Do you see how much bravery it takes to be peaceful and happy? I won’t miss you, sad Laydie, but I’m grateful for you. I’m really grateful for you. You have taught me so much compassion. You have opened my heart and taught me about sharing and connecting with people. You have taught me to look outside of myself and see others and be there for others. And you have also taught me to look inside myself and see myself and allow others to be there for me. Mostly, all of this pain, all of this heartache, all of these disappointments have taught me about Love. Not the romantic stuff. The real stuff. The kind of stuff that doesn’t fade in spite of what people do and in spite of what you do to yourself.

The kind of Love that always sees Saturday morning. It is the only thing that keeps this world going. Like Bob Marley said, people are going to hurt you.
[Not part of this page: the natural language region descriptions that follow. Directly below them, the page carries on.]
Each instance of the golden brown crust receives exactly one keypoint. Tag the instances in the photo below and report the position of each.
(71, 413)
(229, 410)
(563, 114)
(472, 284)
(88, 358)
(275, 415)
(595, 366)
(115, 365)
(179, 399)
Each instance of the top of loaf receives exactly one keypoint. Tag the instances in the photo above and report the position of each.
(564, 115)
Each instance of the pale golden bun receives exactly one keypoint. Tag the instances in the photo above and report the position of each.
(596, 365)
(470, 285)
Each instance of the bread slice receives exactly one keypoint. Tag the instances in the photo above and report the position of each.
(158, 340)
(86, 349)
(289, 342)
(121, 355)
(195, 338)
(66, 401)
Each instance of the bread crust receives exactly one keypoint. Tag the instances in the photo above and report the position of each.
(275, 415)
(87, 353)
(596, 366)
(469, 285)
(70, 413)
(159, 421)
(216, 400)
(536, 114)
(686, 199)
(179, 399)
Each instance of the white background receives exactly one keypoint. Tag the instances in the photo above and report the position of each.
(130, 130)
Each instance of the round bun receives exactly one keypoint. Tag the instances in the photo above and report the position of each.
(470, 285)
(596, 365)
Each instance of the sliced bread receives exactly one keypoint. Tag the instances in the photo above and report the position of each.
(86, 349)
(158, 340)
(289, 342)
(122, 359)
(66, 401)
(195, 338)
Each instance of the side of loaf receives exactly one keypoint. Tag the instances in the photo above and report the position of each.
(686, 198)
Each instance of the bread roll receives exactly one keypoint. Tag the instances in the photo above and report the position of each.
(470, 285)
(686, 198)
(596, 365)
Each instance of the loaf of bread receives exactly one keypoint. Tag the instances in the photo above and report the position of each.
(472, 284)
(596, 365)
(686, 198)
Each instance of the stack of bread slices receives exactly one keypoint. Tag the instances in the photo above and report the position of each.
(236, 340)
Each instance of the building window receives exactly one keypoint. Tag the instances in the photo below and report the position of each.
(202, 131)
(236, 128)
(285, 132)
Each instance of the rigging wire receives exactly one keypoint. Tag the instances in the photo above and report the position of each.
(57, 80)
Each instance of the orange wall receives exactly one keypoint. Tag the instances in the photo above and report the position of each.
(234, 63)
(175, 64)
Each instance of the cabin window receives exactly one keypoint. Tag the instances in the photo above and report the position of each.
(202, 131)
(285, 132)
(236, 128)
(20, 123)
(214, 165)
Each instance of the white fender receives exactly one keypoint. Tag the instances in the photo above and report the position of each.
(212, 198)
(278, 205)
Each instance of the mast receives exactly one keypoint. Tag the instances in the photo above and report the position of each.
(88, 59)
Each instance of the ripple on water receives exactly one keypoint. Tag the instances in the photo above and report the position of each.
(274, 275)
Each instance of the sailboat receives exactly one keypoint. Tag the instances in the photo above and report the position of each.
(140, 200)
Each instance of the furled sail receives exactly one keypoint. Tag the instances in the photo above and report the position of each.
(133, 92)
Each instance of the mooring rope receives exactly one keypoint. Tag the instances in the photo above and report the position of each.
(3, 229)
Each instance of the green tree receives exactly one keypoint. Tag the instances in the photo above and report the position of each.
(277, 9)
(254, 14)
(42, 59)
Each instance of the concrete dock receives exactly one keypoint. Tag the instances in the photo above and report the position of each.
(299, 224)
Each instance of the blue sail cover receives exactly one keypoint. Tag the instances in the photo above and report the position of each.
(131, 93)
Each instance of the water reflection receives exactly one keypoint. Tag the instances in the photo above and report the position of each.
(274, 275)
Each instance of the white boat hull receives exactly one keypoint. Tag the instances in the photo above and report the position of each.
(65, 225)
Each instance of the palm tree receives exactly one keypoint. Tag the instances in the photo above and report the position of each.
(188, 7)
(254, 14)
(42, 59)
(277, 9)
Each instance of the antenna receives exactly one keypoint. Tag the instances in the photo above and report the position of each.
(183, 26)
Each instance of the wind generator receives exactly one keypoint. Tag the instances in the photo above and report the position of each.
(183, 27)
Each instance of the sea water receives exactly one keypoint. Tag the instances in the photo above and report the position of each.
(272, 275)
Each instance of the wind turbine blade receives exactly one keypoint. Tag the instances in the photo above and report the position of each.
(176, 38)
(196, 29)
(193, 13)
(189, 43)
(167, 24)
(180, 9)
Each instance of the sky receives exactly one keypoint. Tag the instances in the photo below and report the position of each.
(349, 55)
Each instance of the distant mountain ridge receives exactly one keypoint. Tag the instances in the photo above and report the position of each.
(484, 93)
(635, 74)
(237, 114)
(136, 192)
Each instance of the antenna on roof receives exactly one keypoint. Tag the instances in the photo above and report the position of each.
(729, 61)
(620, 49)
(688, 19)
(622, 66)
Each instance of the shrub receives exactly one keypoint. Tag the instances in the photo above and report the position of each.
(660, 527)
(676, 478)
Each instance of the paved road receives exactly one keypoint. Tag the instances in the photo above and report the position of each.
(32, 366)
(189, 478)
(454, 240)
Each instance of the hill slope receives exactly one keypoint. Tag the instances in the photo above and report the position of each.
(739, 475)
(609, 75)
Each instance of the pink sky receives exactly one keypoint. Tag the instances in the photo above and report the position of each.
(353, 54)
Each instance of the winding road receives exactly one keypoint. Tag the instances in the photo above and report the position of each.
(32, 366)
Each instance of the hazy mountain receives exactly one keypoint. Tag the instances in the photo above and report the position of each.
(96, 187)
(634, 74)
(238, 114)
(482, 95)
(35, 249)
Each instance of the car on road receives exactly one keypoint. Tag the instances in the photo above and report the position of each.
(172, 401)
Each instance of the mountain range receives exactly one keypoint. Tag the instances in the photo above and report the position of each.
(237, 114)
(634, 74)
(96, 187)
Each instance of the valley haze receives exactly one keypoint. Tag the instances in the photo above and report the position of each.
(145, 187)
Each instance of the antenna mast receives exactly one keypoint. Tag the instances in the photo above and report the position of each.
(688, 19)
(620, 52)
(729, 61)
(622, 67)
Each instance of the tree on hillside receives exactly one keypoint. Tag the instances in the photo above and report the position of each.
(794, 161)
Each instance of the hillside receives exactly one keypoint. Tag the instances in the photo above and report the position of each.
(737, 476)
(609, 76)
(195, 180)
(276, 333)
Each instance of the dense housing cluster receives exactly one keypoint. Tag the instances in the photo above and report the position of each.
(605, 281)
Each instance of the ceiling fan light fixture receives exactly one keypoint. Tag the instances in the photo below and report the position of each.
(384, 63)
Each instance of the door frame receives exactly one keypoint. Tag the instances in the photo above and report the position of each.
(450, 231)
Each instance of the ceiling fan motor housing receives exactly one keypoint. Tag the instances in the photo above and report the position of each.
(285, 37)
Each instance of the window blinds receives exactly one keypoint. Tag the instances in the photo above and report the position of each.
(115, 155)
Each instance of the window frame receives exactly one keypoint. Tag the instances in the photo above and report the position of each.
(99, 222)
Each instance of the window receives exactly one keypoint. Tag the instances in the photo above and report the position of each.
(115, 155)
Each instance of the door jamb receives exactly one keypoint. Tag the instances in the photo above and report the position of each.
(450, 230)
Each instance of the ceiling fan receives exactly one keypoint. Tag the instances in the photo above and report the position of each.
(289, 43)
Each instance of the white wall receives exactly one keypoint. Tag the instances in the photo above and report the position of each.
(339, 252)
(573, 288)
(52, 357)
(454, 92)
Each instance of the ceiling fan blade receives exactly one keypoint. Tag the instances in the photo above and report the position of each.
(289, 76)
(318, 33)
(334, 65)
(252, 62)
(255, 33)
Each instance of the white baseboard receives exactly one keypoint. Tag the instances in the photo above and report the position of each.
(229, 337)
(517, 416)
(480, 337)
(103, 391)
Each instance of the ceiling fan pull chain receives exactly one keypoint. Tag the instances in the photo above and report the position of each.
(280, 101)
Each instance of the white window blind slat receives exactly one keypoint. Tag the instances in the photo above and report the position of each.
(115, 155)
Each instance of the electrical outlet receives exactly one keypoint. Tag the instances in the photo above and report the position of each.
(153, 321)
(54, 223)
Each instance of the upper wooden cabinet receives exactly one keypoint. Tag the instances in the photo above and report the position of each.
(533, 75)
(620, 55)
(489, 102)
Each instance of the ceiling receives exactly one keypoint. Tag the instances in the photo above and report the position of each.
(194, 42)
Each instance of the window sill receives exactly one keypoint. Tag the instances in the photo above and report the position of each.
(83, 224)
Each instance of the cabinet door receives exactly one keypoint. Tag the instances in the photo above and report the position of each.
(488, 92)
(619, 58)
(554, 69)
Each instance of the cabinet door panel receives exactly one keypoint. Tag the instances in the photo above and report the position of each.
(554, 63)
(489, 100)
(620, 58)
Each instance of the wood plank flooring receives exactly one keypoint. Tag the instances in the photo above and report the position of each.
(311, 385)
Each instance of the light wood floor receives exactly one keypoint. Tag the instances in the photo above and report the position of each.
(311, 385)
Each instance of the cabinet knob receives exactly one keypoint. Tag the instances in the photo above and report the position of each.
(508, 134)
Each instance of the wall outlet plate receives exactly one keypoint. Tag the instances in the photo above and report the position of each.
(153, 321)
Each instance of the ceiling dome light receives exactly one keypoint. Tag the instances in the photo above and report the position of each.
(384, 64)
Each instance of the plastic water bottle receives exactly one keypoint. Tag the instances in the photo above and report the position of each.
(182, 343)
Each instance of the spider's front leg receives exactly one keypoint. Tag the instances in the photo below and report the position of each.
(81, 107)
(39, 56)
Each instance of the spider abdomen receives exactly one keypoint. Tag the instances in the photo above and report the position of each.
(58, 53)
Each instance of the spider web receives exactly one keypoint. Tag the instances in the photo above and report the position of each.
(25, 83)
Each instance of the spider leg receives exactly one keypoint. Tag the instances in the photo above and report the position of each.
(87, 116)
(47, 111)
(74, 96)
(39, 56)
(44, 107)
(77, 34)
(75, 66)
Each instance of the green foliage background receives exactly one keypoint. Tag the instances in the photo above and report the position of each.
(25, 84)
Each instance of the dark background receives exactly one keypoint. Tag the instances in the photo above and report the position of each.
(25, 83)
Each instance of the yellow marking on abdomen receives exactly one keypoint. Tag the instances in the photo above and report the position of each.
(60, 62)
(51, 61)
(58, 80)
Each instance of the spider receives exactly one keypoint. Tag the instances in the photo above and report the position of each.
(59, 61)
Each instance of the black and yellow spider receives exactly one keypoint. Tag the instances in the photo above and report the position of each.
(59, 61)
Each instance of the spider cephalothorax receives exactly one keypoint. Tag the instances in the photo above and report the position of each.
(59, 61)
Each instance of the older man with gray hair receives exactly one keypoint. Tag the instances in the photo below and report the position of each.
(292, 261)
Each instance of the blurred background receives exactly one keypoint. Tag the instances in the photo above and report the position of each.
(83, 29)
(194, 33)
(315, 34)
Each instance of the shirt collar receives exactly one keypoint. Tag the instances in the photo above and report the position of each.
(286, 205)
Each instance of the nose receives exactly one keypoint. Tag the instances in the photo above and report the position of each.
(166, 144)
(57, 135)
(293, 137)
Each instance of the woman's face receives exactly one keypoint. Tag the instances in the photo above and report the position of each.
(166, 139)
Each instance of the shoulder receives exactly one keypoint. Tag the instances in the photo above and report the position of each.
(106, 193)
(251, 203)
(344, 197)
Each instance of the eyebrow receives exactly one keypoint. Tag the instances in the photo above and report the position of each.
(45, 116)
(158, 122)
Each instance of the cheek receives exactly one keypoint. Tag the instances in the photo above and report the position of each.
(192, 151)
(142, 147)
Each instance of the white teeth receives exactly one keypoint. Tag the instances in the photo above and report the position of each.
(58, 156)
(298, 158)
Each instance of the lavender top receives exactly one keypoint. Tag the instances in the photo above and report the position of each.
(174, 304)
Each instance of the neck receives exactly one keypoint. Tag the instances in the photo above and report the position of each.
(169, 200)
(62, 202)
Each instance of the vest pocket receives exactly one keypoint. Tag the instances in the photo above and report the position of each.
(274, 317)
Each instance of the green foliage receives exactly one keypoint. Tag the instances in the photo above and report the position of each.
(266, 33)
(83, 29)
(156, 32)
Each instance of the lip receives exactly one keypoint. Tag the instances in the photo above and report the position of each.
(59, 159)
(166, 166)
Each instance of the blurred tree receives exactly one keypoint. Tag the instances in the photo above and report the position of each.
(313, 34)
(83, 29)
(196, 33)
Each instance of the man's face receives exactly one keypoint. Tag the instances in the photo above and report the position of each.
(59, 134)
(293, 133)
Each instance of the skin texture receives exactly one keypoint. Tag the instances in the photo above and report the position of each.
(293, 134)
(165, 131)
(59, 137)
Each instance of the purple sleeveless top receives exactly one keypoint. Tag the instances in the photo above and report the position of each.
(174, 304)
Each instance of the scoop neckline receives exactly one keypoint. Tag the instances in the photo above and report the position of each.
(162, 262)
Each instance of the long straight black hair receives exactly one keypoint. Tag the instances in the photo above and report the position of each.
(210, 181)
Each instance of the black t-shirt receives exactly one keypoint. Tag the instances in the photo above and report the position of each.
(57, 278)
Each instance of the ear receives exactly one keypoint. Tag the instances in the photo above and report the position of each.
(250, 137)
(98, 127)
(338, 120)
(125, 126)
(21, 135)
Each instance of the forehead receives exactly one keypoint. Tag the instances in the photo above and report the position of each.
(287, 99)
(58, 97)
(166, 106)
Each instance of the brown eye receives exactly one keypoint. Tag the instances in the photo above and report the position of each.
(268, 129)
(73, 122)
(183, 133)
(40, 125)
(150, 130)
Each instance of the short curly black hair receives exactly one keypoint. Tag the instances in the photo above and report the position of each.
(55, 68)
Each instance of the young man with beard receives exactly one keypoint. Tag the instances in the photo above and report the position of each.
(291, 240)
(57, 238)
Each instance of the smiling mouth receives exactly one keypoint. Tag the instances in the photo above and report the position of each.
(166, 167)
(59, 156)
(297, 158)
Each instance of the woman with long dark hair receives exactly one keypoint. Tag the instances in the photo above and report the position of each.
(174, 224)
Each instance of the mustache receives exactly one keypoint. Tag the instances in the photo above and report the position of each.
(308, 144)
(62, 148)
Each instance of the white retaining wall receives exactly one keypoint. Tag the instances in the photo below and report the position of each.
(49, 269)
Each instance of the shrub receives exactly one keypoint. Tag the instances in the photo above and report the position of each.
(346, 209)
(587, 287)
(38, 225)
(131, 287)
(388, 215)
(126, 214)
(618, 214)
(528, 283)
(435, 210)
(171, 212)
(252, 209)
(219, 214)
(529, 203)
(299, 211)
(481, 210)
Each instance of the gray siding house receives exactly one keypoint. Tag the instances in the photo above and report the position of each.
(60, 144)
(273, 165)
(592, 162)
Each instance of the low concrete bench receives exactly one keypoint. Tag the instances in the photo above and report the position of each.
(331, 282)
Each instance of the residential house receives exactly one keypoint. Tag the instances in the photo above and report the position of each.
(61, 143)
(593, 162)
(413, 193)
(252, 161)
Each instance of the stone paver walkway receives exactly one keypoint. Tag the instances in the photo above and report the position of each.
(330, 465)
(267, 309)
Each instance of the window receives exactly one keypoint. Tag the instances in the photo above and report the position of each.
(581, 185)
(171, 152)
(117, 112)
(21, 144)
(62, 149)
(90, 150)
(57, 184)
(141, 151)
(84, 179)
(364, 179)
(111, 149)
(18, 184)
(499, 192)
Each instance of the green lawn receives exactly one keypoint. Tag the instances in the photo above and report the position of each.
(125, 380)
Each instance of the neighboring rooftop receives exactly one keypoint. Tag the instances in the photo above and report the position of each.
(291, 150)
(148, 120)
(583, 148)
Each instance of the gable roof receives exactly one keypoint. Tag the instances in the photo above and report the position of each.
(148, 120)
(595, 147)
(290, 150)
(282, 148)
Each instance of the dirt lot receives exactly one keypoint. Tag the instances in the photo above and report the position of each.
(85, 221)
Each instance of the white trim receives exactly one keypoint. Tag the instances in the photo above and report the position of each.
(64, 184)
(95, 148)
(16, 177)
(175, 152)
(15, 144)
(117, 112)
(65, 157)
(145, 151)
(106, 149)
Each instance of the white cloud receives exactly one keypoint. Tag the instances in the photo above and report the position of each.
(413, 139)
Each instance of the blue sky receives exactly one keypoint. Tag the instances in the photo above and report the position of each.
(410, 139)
People are going to disappoint you. What are you going to do about it? What are you going to do about the rest of your life? Peace, Love, Forgiveness and a Clear Conscience are always options. They’re usually not easy, but for me, when I look at the alternative: depression, conflict, my hair falling out, a sense of disconnection, crying all the time, frowned forehead, chaos, constant drama, unfulfilling relationships, unfulfilling life’s work, etc, cultivating a vortex of peace, love, and forgiveness within myself is well worth the effort.

… It’s 11:55 and Saturday morning is fading away. Over the sound of the birds, I hear a loud car on the street. My brother is waiting for us to have our talk, I have to buy a thank you gift for someone, there’s a fantastic party this evening I need to find a fantastic outfit to wear to it… I think to my neighbor J. Peace and transparency, he said. I put on my big girl pants. Saturday morning, I’m taking you with me today.